The paddles will continue through September 25th.

Cooperation of Many Made Paddles Possible

Lewis McAdams, who founded the Friends of the Los Angeles River (FOLAR) long ago, perhaps said it best when he said, “It takes a village to open up a river.”

The U.S. Army Corps of Engineers—in particular Col. Mark Toy—might agree.  Toy issued the a license for non-motorized boating that made the pilot tour program possible on July 22.

Many other community groups and city politicians and officials also helped things along including Council member Ed Reyes who represents parts of Echo Park.

Reyes, an urbanist who grew up near the river, has been a long-time advocate for making the it a centerpiece of  the Los Angeles life.

Glendale Narrows in Frogtown Could Get Similar Program Next Year

Wolfe and  Reyes hope to see a similar program at the Glendale Narrows section of the river, perhaps by next summer.
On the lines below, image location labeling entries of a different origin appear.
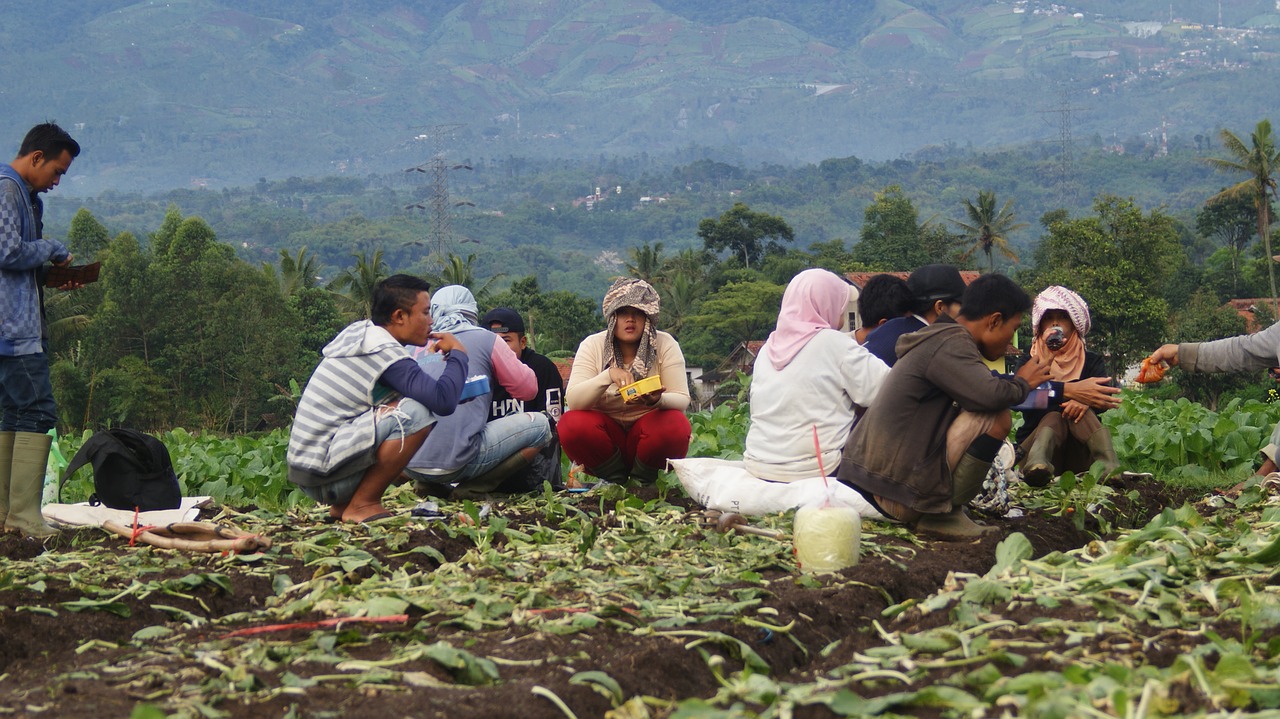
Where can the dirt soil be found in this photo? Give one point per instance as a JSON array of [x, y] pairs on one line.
[[45, 671]]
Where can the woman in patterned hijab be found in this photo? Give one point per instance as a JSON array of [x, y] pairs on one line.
[[611, 438], [1068, 435]]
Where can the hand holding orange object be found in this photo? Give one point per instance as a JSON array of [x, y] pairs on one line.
[[1151, 371]]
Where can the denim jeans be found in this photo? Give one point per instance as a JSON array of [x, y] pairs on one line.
[[27, 394], [396, 422], [501, 439]]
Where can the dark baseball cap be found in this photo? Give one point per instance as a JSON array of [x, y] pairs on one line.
[[506, 317], [936, 282]]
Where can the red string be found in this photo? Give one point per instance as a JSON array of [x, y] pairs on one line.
[[817, 449]]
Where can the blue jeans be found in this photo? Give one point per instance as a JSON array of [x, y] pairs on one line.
[[393, 422], [501, 439], [27, 394]]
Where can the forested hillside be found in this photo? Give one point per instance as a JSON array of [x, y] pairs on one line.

The Narrows stretches through Frogtown and the Elysian Valley.

Like the Sepulveda Dam stretch, it is particularly "river-like" because it has a natural bottom instead of concrete.

However, not everyone agrees that boat traffic through the area would be a good thing.

Birders, in particular, worry that it could shake up the eco-balance.

Fee for Trip Includes Education and Safety Aspect

Others may gripe about being charged a fee for the right to enjoy a nearly public river.

The $53.75 fee covers the equipment and supervising of two guides--one from the Los Angeles Conservation Corp and a second, swift-water trained ranger from Mountain Recreation and Conservation Authority.

It's safety and education you wouldn't get on your own.